Prof  Lindenmayer describes the survey work as ‘painstaking’, involving covering large distance on foot and being ‘chased by bulls’, year after year.

“But now we know for sure that conservation pays. With the right sort of revegetation plan, you can be confident that many native species will recover.”

This was an important message both for the farmers who have worked so hard to restore native bush, and for the taxpayer who has funded much restoration work through the Natural Heritage Trust, Caring for Our Country and other environmental initiatives.

“It tells us that Australians can invest more in conservation, and be confident of getting a good outcome,” he said. “That is more than they can be sure of in Europe, for example, where billions have been spent on landscape recovery but they often can’t tell if it was effective.

“We now have a body of evidence for what we should be doing to look after large parts of Australia, which we can use with confidence. It tells us what works, and what doesn’t. In effect this means we can now triple or quadruple the effectiveness of the kind of conservation work we were doing a decade ago, by following these scientific findings.”

He said that, as a result of the work, thousands of requests for advice on what to do were coming in from landholders, as well as from interested researchers overseas.

New research was showing that increasing the area of a property under native vegetation from as little as 4pc to 8pc could provide a huge boost to biodiversity.

“The message is that many of Australia’s birds are on the way back in these tiny areas where the landscape has been restored. This reinforces the argument that we should invest more, as a country and as individuals, in recovering our native species – because we know it works.”

The team’s paper “Is biodiversity management effective?
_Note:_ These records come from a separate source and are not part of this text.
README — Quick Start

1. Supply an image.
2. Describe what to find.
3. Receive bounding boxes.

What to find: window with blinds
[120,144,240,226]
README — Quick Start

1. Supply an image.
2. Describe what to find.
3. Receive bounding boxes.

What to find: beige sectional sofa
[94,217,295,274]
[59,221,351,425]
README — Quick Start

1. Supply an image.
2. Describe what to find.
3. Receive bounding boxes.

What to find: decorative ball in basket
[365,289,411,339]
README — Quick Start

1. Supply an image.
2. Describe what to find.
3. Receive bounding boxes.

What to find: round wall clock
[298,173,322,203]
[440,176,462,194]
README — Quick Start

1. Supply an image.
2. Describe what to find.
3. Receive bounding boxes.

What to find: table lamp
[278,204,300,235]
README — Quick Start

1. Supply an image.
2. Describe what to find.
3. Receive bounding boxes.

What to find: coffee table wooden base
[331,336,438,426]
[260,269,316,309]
Cross-sectional relationships between management, bird response and vegetation attributes in an Australian agri-environment scheme” by David Lindenmayer, Jeff Wood, Rebecca Montague-Drake, Damian Michael, Mason Crane, Sachiko Okada, Chris MacGregor and Phil Gibbons appears in the journal Biological Conservation, Elsevier 2012.

The research was funded jointly by the Murray CMA, Caring for Our Country and the Australian Research Council via CEED.

  • CEED is the Australian Research Council Centre of Excellence for Environmental Decisions. CEED’s research tackles key gaps in environmental decision making, monitoring and adaptive management.